The safety argument has two prongs. One is that automakers often achieve increases in fuel efficiency by light-weighting vehicles, which makes them less safe in the event of a crash. The other is that the Obama-era standards would have raised the price of new vehicles, thus encouraging people to keep their older, less safe models. But both prongs have been 'largely debunked,' said John German, a senior fellow at the International Council on Clean Transportation. In the old days, when they talked about lighter vehicles being less safe, it was actually that weight was correlated with size, and the smaller vehicles were correlated with fatalities.

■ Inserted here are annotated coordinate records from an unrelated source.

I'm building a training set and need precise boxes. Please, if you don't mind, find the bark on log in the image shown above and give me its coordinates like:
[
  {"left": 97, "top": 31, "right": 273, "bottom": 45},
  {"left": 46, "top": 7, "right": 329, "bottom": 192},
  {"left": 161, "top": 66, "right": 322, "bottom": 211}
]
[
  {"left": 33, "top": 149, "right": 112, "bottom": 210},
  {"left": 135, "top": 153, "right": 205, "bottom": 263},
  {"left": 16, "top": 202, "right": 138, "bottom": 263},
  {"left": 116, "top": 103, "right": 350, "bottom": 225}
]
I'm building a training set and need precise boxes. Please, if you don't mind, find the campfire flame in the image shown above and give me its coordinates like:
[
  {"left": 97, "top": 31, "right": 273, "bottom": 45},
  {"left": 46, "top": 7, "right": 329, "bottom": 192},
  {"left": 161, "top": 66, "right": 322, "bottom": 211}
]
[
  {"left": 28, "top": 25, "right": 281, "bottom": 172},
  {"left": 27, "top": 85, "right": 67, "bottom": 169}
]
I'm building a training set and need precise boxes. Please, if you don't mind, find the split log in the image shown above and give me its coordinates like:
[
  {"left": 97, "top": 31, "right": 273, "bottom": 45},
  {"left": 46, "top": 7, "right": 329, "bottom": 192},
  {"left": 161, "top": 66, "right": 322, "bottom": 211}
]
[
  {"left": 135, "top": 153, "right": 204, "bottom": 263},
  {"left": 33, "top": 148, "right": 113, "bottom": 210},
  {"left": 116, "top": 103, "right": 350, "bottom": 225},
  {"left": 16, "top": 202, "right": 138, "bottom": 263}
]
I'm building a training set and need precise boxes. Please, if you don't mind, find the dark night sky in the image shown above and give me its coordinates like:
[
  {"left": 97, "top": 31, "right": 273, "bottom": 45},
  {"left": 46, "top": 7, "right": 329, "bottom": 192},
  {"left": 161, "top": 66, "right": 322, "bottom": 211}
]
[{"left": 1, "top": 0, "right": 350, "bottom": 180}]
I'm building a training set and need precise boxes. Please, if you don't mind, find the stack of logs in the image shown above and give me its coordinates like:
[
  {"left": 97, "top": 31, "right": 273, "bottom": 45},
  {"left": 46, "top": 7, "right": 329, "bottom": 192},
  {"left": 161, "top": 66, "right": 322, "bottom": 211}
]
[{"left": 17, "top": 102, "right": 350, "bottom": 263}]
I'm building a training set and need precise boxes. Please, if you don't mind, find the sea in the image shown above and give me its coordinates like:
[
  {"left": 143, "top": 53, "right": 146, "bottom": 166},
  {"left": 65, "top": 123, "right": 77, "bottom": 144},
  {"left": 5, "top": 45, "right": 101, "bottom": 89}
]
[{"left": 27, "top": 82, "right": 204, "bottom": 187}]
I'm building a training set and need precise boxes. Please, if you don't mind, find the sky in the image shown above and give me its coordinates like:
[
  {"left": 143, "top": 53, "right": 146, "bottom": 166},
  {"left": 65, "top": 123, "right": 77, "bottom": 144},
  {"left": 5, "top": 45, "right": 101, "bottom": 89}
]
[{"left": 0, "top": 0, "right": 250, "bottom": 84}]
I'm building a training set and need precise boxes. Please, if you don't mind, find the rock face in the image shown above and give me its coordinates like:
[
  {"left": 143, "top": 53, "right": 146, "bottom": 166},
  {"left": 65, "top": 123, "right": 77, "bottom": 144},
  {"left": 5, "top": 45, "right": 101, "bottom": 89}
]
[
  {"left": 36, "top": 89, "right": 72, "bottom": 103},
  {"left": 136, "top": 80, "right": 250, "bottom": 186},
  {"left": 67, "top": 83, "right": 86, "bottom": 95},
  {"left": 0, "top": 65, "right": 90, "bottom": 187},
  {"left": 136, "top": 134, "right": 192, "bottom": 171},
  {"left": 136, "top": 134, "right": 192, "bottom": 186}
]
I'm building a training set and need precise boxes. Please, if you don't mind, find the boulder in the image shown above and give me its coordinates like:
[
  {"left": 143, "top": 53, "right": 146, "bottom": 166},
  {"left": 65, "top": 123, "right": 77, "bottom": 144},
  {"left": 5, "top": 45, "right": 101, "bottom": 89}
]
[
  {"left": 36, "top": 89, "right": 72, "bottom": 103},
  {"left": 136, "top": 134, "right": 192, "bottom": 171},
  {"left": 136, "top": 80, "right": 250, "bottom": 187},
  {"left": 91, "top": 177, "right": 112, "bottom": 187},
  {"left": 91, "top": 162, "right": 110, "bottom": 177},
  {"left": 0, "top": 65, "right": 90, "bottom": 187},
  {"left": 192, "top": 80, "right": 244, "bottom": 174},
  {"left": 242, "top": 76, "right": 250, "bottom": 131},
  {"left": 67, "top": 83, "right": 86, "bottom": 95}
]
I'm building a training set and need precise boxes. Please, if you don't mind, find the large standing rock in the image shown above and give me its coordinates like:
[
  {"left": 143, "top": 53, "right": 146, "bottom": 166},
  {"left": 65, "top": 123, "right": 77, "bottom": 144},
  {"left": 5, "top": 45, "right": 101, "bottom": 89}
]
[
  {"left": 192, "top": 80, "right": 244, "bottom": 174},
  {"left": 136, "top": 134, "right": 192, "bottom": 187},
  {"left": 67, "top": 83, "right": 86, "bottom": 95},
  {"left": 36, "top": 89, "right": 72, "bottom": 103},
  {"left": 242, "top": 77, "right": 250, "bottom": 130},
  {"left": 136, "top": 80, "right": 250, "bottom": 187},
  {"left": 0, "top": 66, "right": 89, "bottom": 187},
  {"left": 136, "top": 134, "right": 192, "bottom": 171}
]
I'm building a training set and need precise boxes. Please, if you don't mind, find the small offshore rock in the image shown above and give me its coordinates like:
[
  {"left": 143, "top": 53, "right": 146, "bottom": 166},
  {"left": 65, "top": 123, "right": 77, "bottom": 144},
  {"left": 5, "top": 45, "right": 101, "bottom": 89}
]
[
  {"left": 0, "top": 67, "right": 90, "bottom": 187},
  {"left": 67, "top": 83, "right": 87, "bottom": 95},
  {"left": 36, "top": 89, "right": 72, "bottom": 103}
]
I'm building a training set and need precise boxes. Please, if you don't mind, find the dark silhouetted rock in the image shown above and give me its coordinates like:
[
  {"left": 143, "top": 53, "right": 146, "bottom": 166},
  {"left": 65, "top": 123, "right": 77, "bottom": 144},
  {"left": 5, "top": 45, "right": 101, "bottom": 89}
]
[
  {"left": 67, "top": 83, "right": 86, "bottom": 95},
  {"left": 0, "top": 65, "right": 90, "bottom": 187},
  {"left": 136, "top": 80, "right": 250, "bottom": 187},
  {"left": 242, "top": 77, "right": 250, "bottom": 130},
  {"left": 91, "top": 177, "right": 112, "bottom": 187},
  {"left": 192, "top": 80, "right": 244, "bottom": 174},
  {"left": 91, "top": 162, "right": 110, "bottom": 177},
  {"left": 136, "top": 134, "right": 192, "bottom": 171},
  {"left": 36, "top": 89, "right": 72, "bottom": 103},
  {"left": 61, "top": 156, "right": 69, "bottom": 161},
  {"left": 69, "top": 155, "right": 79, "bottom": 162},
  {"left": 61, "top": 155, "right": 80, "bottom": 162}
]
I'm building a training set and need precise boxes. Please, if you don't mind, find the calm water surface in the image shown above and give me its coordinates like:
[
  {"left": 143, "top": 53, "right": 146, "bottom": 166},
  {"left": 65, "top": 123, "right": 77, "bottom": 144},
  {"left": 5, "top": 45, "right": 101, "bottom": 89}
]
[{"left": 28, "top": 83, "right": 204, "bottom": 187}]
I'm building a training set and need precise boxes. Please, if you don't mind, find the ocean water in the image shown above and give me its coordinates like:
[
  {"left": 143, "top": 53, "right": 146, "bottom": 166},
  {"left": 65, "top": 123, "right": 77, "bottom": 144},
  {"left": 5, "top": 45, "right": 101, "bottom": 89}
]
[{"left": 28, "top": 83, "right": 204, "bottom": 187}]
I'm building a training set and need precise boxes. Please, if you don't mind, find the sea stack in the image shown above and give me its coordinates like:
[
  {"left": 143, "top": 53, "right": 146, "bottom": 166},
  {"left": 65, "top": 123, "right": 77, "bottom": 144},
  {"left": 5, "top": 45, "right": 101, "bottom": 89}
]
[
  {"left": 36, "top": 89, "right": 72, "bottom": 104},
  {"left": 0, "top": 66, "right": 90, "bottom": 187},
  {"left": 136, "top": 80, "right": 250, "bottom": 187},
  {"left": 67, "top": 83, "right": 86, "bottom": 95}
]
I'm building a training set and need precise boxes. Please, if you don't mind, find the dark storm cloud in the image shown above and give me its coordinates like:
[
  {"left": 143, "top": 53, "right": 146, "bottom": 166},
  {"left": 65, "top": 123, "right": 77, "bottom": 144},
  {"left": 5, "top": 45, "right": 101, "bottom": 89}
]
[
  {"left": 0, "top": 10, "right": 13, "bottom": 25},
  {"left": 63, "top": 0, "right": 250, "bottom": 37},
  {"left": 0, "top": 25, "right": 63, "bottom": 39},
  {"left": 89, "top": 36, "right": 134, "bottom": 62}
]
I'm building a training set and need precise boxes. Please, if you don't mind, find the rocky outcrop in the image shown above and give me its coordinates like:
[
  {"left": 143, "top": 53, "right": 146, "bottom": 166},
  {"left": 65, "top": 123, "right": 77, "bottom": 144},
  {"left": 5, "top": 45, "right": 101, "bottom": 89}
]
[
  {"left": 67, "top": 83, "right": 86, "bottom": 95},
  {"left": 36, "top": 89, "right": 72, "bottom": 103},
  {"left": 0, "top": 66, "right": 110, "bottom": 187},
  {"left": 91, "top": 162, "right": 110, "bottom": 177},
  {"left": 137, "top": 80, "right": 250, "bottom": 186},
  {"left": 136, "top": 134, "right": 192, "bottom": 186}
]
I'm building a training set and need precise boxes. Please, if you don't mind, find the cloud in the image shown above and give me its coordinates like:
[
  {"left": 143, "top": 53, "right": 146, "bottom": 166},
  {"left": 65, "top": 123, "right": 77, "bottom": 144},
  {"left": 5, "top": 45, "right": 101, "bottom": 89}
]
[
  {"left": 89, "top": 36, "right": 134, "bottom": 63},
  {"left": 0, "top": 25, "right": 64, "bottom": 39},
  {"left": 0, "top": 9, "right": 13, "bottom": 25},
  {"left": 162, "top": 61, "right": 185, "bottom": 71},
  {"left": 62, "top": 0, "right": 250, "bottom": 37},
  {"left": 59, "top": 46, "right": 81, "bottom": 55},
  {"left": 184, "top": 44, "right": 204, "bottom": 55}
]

Tom Wenzel, Lawrence Berkeley National Laboratory

E&E News, August 1, 2018

The Obama-era standards incentivize reducing mass in the heaviest of vehicles to reduce the spread between vehicle weights across all classes, said Tom Wenzel, a research scientist at the Lawrence Berkeley National Laboratory's energy efficiency standards group. Wenzel's research has replicated recent NHTSA studies showing that carmakers can reduce mass while maintaining a vehicle's footprint — the space between four wheels — and cause the same number of deaths, or possibly fewer…We've kind of resolved the issue that mass reductions do not inherently increase fatalities.

Therese Langer, ACEEE

Bloomberg, February 12, 2018

Suggestions that an easing of the Obama-era standards would reduce fatalities ‘does not seem consistent with the findings of this report, said Therese Langer, transportation program director at the American Council for an Energy-Efficient Economy and a member of the National Academy of Science’s committee that produced the 2015 analysis.

National Academy of Science

Bloomberg, February 12, 2018

“In 2015, the {National Academy of Science} released a new study that concluded the change to a footprint measurement had satisfied many of its safety concerns.”

NHTSA, EPA, CARB

Technical Assessment Report, 2016

Reducing the mass of the heavier vehicles also enhances societal safety… mass reduction of up to 20 percent is feasible on light trucks,(crossovers) and minivans.